# Stanley Bailey No. 1 for $1500



## jamesicus (Nov 24, 2010)

Stanley No.1 on e-bay (not mine) -- looks correct from a cursory look -- no lateral adjustment lever -- solid (no depression) brass adjustment screw, etc.

James


----------



## MasterSplinter (Jan 12, 2013)

Wow.Amazing condition.


----------



## Art Smith (Oct 16, 2012)

Something looks funny with the mouth opening to me. Maybe just the light or something, but it looks unsquare


----------



## EricD (Jan 17, 2013)

The only value of that #1 is as a collector, not a user. If I needed a #1, I'd buy a Lie-Nielsen #1 for $225. What does one use a #1 size hand plane for? A block plane fits my hand much better.


----------



## railaw (Nov 15, 2011)

I thought the payment terms in the description were odd....


----------



## strippedscrew (Oct 28, 2012)

I wonder where he got it?


----------



## firehawkmph (Apr 26, 2008)

Looks like he put it to a wire wheel, on the body at least. I always thought that would detract from the value as far as the collectors go.
Mike Hawkins


----------



## HandToolGuy (Dec 10, 2011)

Oh yeah, that baby has been tarted up to look her best. The description pretty much tells the story. BUT, remember, there are collectors and there are collectors.

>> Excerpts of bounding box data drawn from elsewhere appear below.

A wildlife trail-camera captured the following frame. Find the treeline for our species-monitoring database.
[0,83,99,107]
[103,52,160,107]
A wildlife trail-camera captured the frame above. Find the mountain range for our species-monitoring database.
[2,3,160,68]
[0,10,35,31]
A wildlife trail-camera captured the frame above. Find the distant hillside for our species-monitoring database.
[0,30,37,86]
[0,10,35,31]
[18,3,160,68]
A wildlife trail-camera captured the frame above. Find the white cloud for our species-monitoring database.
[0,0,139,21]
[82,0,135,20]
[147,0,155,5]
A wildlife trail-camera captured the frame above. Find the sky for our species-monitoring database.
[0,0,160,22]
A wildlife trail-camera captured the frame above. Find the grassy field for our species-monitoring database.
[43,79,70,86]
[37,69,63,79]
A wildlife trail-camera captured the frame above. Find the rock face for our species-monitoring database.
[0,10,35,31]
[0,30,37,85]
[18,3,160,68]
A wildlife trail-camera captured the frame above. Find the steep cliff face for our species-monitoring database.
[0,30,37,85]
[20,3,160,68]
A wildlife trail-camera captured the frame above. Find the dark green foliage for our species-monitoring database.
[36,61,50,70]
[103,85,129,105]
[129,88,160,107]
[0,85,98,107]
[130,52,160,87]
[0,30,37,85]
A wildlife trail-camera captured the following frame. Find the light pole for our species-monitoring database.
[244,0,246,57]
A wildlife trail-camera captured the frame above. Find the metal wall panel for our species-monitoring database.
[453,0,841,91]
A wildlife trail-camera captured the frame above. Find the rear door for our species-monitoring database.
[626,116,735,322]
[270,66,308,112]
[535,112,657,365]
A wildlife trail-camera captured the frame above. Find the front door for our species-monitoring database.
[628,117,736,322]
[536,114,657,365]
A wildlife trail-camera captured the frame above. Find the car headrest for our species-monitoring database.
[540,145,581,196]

A new collector with money to burn is probably who bought this, not an experienced one.


----------



## Turner1944 (Jan 26, 2013)

*#1 Stanley Plane*

Apparently he did not get the $1500 as it is now relisted under the value of $1100.

David Turner


----------



## strippedscrew (Oct 28, 2012)

It's worth $1,500 plus. Its the economy.


----------